In [None]:
"""
You can run either this notebook locally (if you have all the dependencies and a GPU) or on Google Colab.

Instructions for setting up Colab are as follows:
1. Open a new Python 3 notebook.
2. Import this notebook from GitHub (File -> Upload Notebook -> "GITHUB" tab -> copy/paste GitHub URL)
3. Connect to an instance with a GPU (Runtime -> Change runtime type -> select "GPU" for hardware accelerator)
4. Run this cell to set up dependencies.
"""
# If you're using Google Colab and not running locally, run this cell

# install NeMo
BRANCH = 'main'
!python -m pip install git+https://github.com/NVIDIA/NeMo.git@$BRANCH#egg=nemo_toolkit[nlp]

In [None]:
import os
import wget
import nemo_text_processing


# Task Description

Text normalization (TN) is a part of the Text-To-Speech (TTS) pre-processing pipeline. It could also be used for pre-processing Automatic Speech Recognition (ASR) training transcripts.

TN is the task of converting text in written form to its spoken form to improve TTS. For example, `10:00` should be changed to `ten o'clock` and `10kg` to `ten kilograms`.

# NeMo Text Normalization

NeMo TN is based on Python Regex.

Currently, NeMo TN provides support for English and the following semiotic classes from the [Google Text normalization dataset](https://www.kaggle.com/richardwilliamsproat/text-normalization-for-english-russian-and-polish):
DATE, CARDINAL, MEASURE, DECIMAL, ORDINAL, MONEY, TIME, PLAIN. We additionally added the class `WHITELIST` for all whitelisted tokens whose verbalizations are directly looked up from a user-defined list.

The toolkit is modular. The rule-based system is divided into a tagger and a verbalizer following  [Google's Kestrel](https://www.researchgate.net/profile/Richard_Sproat/publication/277932107_The_Kestrel_TTS_text_normalization_system/links/57308b1108aeaae23f5cc8c4/The-Kestrel-TTS-text-normalization-system.pdf) design: the tagger is responsible for detecting and classifying semiotic classes in the underlying text, the verbalizer takes the output of the tagger and carries out the normalization. 
In the example `The alarm goes off at 10:30 a.m.`, the tagger for TIME detects `10:30 a.m.` as a valid time data with `hour=10`, `minutes=30`, `suffix=a.m.`, the verbalizer then turns this into `ten thirty a m`.

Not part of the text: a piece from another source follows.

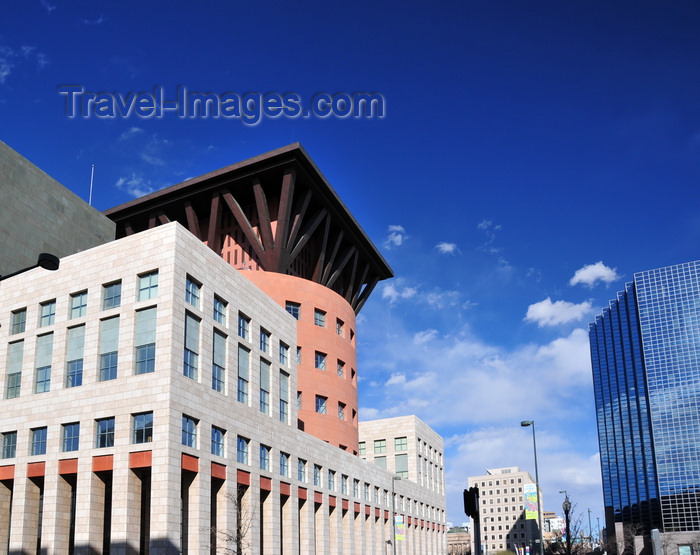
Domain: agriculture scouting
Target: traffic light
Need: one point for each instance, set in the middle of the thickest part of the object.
(471, 502)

This tool offers prediction on text files and evaluation on [Google Text normalization dataset](https://www.kaggle.com/richardwilliamsproat/text-normalization-for-english-russian-and-polish). It reaches 81% in sentence accuracy on the first file of `output-00001-of-00100` of Google text normalization dataset, 97.4% in token accuracy.



# Quick Start

## Add TN to your Python TTS pre-processing workflow

TN is a part of the `nemo_text_processing` package which is installed with `nemo_toolkit`. Installation instructions could be found [here](https://github.com/NVIDIA/NeMo/tree/main/README.rst).

In [None]:
from nemo_text_processing.text_normalization.normalize import normalize

raw_text = "we paid $123 for this desk."
normalize(raw_text, verbose=False)

In the above cell, `$123` would be converted to `one hundred twenty three dollars`, and the rest of the words remain the same.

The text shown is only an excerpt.